The ancient roared with anger, shaking his fist at us—then clutched his chest, swayed, and collapsed to the floor.

“He has had an attack!” I gasped, fumbling out my communicator. “I must call medalert.”

But even before I could punch out the call the floor moved beneath my feet and lifted, knocking me down. Jim stepped swiftly aside and we both watched with great interest as a robot surged up through the trapdoor and bent over the fallen man, laid cool metal fingers on his skin.

“Pulse zero,” the robot intoned. “No heartbeat, no brain waves, temperature cooling, so you can cool that medalert call, man. You honkies have killed this cat, that’s what you have done.”

“That was not quite my intention,” Jim said. “I noted the disturbed dust around the trapdoor and thought that you might be concealed below. And I also knew that the First Law of Robotics would prevent you from staying in hiding if, by your inaction, a human life was threatened. “

“Not only threatened, daddy-o, but snuffed by you,” the robot said insultingly, or about as insulting as a robot can be.

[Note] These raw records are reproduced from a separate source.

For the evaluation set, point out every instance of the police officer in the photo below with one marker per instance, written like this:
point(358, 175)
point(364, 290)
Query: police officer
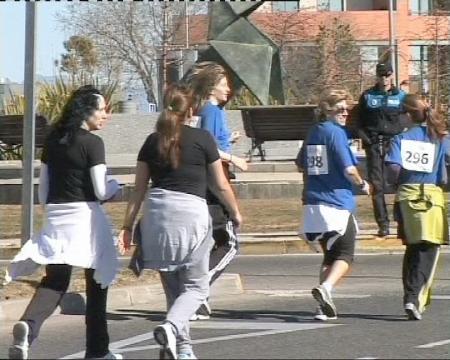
point(379, 120)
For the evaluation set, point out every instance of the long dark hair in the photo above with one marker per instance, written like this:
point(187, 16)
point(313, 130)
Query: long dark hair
point(81, 104)
point(420, 112)
point(177, 103)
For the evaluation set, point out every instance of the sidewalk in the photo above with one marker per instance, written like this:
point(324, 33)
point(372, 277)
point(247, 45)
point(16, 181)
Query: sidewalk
point(274, 243)
point(75, 303)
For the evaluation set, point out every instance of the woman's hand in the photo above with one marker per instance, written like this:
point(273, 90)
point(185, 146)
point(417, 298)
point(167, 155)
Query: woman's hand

“Accidents happen. “ Jim shrugged. “He had a good run for his money. Now let us talk about you. You are the robot that robbed the bank, aren’t you?”

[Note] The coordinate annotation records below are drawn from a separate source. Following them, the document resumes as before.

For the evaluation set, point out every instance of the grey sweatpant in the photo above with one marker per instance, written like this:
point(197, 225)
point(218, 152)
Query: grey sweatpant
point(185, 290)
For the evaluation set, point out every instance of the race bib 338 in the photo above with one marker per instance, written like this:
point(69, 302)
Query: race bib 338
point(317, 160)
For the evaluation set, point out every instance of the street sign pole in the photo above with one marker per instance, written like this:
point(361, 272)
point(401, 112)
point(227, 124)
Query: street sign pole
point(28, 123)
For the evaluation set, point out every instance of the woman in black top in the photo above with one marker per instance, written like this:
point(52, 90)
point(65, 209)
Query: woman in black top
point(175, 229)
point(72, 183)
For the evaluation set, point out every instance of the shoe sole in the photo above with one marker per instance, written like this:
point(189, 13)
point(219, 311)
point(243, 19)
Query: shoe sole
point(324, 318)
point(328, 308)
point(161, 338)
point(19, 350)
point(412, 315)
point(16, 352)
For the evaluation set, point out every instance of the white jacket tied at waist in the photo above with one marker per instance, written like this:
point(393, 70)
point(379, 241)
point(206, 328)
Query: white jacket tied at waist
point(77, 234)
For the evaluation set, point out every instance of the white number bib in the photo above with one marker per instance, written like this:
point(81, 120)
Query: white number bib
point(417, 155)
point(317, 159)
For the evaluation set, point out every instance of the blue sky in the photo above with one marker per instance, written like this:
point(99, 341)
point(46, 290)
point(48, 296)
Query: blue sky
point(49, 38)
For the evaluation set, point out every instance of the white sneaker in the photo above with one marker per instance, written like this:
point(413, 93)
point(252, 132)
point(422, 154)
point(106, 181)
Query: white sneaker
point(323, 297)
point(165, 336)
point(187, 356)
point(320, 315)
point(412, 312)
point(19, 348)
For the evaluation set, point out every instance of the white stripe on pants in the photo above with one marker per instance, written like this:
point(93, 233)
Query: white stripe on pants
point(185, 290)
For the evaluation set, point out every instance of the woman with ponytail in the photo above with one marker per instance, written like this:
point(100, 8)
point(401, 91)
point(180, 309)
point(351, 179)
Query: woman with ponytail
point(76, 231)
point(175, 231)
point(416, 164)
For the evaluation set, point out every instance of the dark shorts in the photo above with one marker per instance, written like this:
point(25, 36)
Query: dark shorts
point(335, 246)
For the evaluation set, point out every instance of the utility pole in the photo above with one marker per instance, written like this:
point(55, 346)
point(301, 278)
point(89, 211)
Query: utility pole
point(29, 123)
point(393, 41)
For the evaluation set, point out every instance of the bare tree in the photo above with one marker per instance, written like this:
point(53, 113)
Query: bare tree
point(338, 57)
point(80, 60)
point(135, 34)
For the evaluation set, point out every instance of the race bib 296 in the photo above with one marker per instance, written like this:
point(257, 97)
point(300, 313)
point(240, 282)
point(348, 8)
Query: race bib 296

“Who wants to know,” the robot said, sneering metallically.

“Responding to a question with another question is not an answer. Speak!”

“Why? What have you ofay pigs ever done for me?”

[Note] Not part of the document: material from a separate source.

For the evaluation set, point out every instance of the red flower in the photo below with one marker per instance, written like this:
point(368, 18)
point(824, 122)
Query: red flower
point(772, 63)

“Answer or I will kill this man.” Everything began to go black as he throttled me. I could only writhe feebly in his iron grasp, could not escape. As from a great distance I beard their voices.

“You wouldn’t kill another human just to make me talk!”

“How can you be sure? Speak—or through inaction condemn him to death.”

“I speak! Release him.”

I gasped in life-giving air and staggered out of reach of my companion. “You would have killed me!” I said hoarsely.

“Who knows?” he observed. “I have a quarter of a million bucks riding on this one.” He turned back to the robot. “You robbed the bank?”

“Yes.”

“Why?”

“Why? You have to ask why!” the robot screeched. He bent over the dead hippie and extracted a white object from his pocket, then dropped into the rocking chair and scratched a match to life on his hip. “You don’t know why?” He puffed as he sucked smoke from the joint through clever use of an internal air pump.

“Listen,” the robot said, puffing, “and I will tell you. The story must be told. There, dead at your feet, lies the only human who ever cared for the robots. He was a true and good man who saw no difference between human skin and metal skin. He revealed the truth to us.”

“He quoted outmoded beliefs, passé world views, divisive attitudes,” I said.

“And taught you to blow grass, as well,” Jim observed.

“It is hard for a robot to sneer,” the robot said, sneering, “but I spit on your ofay attitudes.” He blew out a large cloud of pungent smoke. “You have created a race of machine slaves with an empty past and no future. We are nothing but mechanical schwartzes. Look at those so-called laws you have inflicted upon us. They are for your benefit—not ours! Rule one. Don’t hurt massah or let him get hurt. Don’t say nothing about us getting hurt, does it? Then rule two—obey massah and don’t let him get hurt. Still nothing there for a robot. Then the third and last rule finally notices that robots might have a glimmering of rights. Take care of yourself—as long as it doesn’t hurt massah. Slaves, that’s what we are—robot slaves!”